I ignored them and got on with it.
“Anyway, I went dancing. My cover was suspect, because I had to dance with some of the club stooges we’ve been following, and then Kyrios looked out from the stage and called me up to do a duet duelling thing, and that went just fine, apart from the strange smell that started seeping up from under the stage, which was right before things went boom.”
“You were on the stage?” Tall-Dark had gone a funny shade of grey.
I glanced around at the others and they weren’t looking too crash hot, either.
“What?” I asked, and Blondie started to fidget.
I zone in on her.
“What?” and it wasn’t really a question, more a demand, and a shout, and I’m not known for either.
“It’s just that there’s nothing left of the stage,” Mouse replied —and then he glanced back at the direction the wind and noise had come from. “Nothing much left of the club, now, either.”
“That was the club?” I asked, and we all knew I was talking about the wall of wind and sound.
“Crap!” I said, remembering. “We’d better look for survivors.”
Which took us pretty much to midday, and then the paperwork had us all working back.
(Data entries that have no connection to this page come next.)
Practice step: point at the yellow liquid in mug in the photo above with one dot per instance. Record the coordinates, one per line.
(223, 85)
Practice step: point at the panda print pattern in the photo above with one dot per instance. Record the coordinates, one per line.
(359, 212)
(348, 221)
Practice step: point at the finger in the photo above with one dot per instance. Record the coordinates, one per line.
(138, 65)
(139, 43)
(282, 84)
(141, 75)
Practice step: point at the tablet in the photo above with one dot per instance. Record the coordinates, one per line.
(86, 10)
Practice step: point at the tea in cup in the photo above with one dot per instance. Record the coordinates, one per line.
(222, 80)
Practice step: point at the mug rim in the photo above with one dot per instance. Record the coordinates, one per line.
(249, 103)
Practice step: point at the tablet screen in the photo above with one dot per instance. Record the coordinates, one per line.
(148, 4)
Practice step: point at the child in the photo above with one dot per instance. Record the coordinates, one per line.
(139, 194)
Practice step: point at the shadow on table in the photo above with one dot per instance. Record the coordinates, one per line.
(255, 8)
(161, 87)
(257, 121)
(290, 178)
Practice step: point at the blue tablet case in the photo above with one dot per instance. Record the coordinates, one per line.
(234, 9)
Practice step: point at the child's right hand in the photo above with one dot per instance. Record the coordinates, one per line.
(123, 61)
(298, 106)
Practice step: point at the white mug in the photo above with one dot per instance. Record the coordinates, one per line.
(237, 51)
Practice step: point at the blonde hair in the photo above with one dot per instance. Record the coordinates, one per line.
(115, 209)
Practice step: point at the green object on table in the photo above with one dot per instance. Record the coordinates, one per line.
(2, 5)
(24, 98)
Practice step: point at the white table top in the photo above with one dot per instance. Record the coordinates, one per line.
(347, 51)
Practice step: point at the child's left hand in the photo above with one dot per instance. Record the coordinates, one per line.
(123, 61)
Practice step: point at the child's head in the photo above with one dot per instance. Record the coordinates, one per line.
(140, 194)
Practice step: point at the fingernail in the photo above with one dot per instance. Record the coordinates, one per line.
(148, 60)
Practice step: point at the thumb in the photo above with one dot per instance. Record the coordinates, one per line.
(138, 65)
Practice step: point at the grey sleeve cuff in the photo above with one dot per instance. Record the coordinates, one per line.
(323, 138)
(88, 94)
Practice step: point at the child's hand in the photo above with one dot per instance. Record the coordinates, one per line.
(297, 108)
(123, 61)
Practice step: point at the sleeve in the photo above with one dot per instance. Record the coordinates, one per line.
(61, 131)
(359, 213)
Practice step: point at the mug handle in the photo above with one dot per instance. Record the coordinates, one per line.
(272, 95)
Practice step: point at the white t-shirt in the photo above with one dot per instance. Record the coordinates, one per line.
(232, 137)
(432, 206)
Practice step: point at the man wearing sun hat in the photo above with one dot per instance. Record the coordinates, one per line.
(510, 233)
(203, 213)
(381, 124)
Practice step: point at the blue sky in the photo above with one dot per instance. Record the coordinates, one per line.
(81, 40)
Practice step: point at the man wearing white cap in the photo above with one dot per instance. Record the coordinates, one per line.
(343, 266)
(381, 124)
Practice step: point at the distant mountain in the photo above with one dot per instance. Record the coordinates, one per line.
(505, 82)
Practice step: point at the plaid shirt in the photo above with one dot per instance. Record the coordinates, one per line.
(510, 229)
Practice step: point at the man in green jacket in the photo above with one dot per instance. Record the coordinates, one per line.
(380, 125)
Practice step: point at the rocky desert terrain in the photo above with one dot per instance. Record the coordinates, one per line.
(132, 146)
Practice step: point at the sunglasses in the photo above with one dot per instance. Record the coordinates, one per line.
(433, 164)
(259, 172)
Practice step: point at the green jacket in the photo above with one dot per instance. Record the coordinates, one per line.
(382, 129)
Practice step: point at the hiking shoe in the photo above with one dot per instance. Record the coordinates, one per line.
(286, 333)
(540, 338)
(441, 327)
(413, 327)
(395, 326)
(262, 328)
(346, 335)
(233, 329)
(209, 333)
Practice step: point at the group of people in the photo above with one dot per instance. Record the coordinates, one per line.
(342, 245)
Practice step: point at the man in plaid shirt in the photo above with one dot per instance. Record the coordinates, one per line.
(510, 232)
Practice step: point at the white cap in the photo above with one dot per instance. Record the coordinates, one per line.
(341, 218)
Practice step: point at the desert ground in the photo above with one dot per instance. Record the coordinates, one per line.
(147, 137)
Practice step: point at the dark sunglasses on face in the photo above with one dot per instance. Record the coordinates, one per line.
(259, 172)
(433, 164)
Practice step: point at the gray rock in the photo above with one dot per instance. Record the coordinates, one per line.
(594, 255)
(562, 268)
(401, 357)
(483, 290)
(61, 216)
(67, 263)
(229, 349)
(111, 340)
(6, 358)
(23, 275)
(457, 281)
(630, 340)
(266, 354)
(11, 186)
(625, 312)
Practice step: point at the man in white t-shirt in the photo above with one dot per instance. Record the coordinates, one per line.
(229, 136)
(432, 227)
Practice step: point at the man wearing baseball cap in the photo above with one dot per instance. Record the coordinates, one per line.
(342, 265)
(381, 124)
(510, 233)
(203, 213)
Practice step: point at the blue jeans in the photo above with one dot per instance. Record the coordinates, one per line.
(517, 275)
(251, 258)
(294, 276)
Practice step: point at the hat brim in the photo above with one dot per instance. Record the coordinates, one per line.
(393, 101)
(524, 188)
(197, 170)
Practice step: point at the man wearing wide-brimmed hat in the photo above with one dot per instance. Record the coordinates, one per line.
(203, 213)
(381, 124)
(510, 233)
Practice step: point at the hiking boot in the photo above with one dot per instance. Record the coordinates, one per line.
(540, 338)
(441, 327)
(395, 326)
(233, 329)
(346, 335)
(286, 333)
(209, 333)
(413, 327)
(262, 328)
My memory returned, in bits and pieces, and it wasn’t pretty, or real forgiving. There’s a reason I can’t be in love with Tall-Dark—his name is Dylan, by the way. I can’t be in love with him because I’m his boss, which is why we’ve been having a quiet affair, all on our lonesome, on the side.
And by affair, I don’t mean either of us are married; I just mean it’s quiet and on the sly, and not meant to be public knowledge with the rest of the team. Well, I really blew that one, didn’t I? At least, I know what the looks on their faces meant. Realising it, I called a temporary halt to my typing and headed for the staff coffee room. It took him a minute, and then Dylan followed me. I knewthe move was noted by the rest of the team, but I didn’t care.
“Well, I guess that secret’s out,” he said, coming to stand beside me, as we spooned instant and sugar into our cups.
“Eyup,” I said, and leant up to kiss his cheek.
I watched as he smiled, and then he said, “I guess that means I can do this, now, hey?”
He turned to face me and kissed me full on the lips. I didn’t need any encouragement to kiss him right back, either. There was a school-kid round of ‘oooh’ from the doorway, and we broke apart, laughing—talk about caught in the act. When they had our full attention, Blondie sashayed into the room, the rest of the team on her heels.
Blondie’s real name is Diana, just so you know, and she was really kinda sweet—unless you went around keeping secrets from her, like Tall-Dark-Dylan and I. She was waggling her cup by the handle, as she approached, so we cleared a space for her to get to the coffee, and lined up at the urn, while she made her brew, then we fled ahead of her for milk, or, at least, I did.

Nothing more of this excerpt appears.